A global slamming force model for offshore wind jacket structures

Abstract

Under certain harsh environmental conditions, jacket structures supporting offshore wind turbines might be exposed to plunging breaking waves, causing slamming forces that affect the structural integrity and fatigue life. The slamming forces should thus be properly considered during the design, but a suitable force model specifically for jacket structures is currently in absence. In this study, a five-parameter force model is developed for estimating global slamming forces due to plunging breaking waves on jacket structures, based on statistical analyses of experimental data from the WaveSlam project. The force model is developed by considering a total of 176 individual breaking waves, under six wave conditions.

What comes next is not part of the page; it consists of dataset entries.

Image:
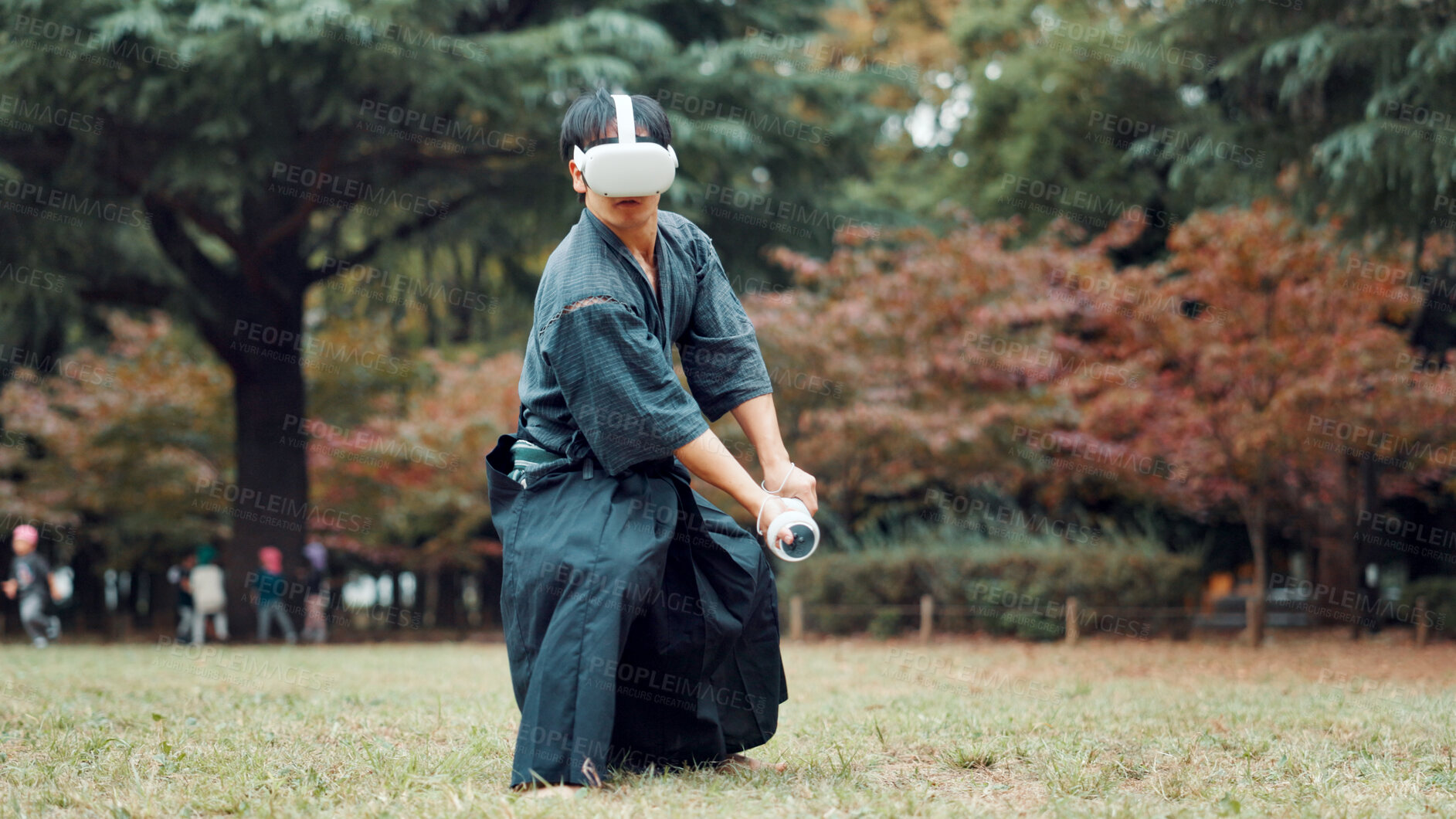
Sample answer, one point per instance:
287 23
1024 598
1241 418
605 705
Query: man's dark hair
593 111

For each individual breaking wave, the time history of the slamming force is calculated based on hammer test data in addition to wave test data, and the wave parameters are acquired from a wave elevation measurement. The acquired time histories and wave parameters are then used to determine the parameters involved in the force model, including two exponential parameters (i.e. α1 and α2) and three dimensionless coefficients for the expressions of wave-dependent parameters (i.e. duration coefficient ζ1, rising time coefficient ζ2, and peak force coefficient ζ3). It is found that α1, α2, ζ1 and ζ2 are approximately constant, and ζ3 follows a lognormal distribution. The quantile that determines ζ3 should be carefully selected so as to provide a conservative prediction. A quantile of 95% is suggested in this paper, and it is found to be conservative based on the verification of the developed force model. Therefore, for a given sea state, this force model can give a deterministic and conservative prediction of the slamming force time history, regardless of the randomness of slamming forces. Challenges for the application of the force model are also addressed.